I have 9 nodes ES cluster, Q9400 CPU, 8G RAM, SATA2 discs, 4G heap
size.
ES runs in embedded mode, with small web logic wrapping it.
All 9 nodes are load balanced.
GC tuned properly, no long tenured collections at all.
We have relatively simple document mapping with 5 fields, and one
object with dynamic fields, 40 million entries total to be indexed.
We get pretty slow index rate of 100 index ops/second for each node,
with response time ~50-200 msec (sync mode)
Once a minute (from 30 seconds up to 2 minutes) we experiencing
strange behaviour of "global" freeze during 10-20 seconds, and insert
times increased up to 10 seconds each (our time out value is 10
seconds).

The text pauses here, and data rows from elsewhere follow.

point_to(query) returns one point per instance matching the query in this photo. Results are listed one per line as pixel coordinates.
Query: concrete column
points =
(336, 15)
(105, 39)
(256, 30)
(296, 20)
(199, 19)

The freeze is not absolute, there are some requests
processed during the freeze, but overall system performance is
dropped.
Our current monitoring method is htop, bmon, vmstat, iostat, lsof.
During normal behaviour period, our CPU is about 50%, IO utilization
about 10%, about 4G of ram for file caching, about 800KB/sec RX/TX
network.
During the freeze period, CPU almost 0% on all nodes (!!!), almost the
same IO utilization, no changes in network traffic.
My first idea is Lucen's merge process, that should run in background
without influencing overall system performance.
From performance measurements provided by other users on this mail
list it seems that 100 tps is not too high value.
I have two questions:
- What is the reason of temporary slowdown, and how to investigate
it. - What is the reason for slow performance (on my opinion). Is it
possible to get 1000 tps for node, sustained rate.
Please advice
Thanks,
Vadim